The company has also been exploring the design of novel RNAi molecules, he added, a notable effort given Tekmira's ongoing legal dispute with Alnylam, which has provided Tekmira with certain access to its siRNA technologies and know-how under their longstanding partnership.
As previously reported, Tekmira recently sued Alnylam for allegedly misusing its trade secrets to develop LNP technologies (GSN 8/18/2011).
Murray declined to comment on the litigation while on the conference call but said it is “progressing on the timeline we expected."

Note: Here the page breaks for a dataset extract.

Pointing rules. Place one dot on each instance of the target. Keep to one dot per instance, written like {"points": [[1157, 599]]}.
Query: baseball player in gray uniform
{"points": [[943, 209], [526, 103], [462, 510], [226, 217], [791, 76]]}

"We remain firm in our belief that this lawsuit was necessary in order for us to regain control of our technology and we are confident we are taking the appropriate steps to ensure that we can pursue this lawsuit without interruption to our core business activities,” he added.
The Second Quarter
For the three-month period ended June 30, Tekmira's net loss dropped to $6.6 million, or $0.63 per share, from a year-ago loss of $8.1 million, or $0.79 per share.
Contributing to the lower losses was a rise in revenue to $4.4 million in the quarter from $2.3 million a year earlier, in part reflecting $3.3 million received in the period from the US government related to the TKM-Ebola contract.
Research, development, collaboration, and contract expenses climbed to $6.2 million from $4.8 million, while general and administrative costs rose to $1.6 million from $1.1 million.
Tekmira had $9.7 million in cash and cash equivalents as of June 30.
At that date, "we had an unusually high level of cash in accounts receivable,” Tekmira CFO Ian Mortimer said during the conference call. “We also expect certain expenses to decrease in future periods. Therefore … we now expect that our cash and expected revenue will be sufficient to continue our product development into the second half of 2012.
He added that this is a revision from the company's 2010 annual report, when it forecast that it had sufficient cash and expected income to continue product development into the first quarter of 2012.